Harvard may have lost to Oklahoma State, 71-54, on Tuesday night in the NIT's first round, but the Crimson carved their imprints on college basketball's national stage. Their next test will be working consistently to stay there. Just like their former star.
"I wasn't surprised that he would get a look (in the NBA)," Princeton head coach Sydney Johnson said of Lin. "Now he's got to work his tail off to make sure he can stick in the league with the best players in the world."
When asked about the pressure Lin might feel from the collective love affair with his story, Smart said he discussed it with Lin one afternoon early in the season. Smart asked Lin how he might handle the attention.
"He said, 'I don't really want all that stuff,'" Smart remembered. "I said, 'Understand that you need to embrace it. Because this is the time you're in. Ten, 20 years from now, you won't have that moment again, so embrace it and understand that that gives you a bigger purpose of playing.'"

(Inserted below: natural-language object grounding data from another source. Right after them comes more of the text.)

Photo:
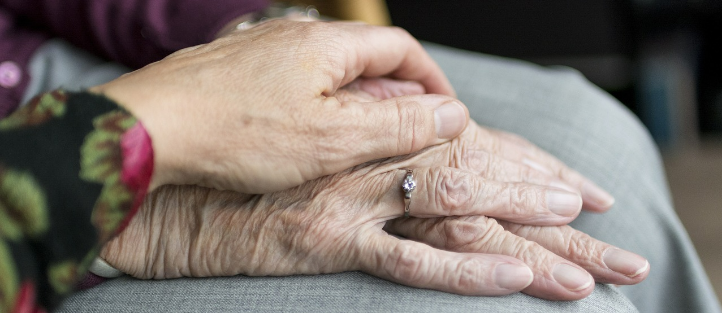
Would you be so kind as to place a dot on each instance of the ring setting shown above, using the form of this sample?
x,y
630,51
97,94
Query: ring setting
x,y
408,186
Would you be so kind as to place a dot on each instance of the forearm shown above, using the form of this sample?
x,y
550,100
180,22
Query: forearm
x,y
73,170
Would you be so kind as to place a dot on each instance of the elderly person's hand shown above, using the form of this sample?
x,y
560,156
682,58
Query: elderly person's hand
x,y
335,224
254,111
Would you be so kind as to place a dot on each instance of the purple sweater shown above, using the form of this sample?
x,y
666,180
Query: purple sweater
x,y
132,32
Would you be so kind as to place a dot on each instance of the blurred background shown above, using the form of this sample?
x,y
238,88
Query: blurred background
x,y
661,58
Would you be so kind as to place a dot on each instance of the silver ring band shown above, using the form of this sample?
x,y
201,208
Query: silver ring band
x,y
408,186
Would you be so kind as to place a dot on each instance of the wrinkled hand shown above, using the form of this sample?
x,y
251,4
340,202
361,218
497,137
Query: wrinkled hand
x,y
254,111
335,224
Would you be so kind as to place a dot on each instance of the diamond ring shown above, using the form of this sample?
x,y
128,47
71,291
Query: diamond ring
x,y
408,187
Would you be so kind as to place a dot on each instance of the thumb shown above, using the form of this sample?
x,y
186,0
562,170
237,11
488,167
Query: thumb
x,y
403,125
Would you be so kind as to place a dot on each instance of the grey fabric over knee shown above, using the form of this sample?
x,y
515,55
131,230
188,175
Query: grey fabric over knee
x,y
537,103
563,113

Lin, a devout Christian, has taken those words to heart. He said his strong faith in God has sustained him through the tumultuous past eight months.
"This is a blessing in disguise from God," Lin said. "This is an eye-opening experience that's humbled me and taught me to be more thankful and about surrendering my will to God's will."
Anna Katherine Clemmons is a reporter for ESPN The Magazine and ESPN.com.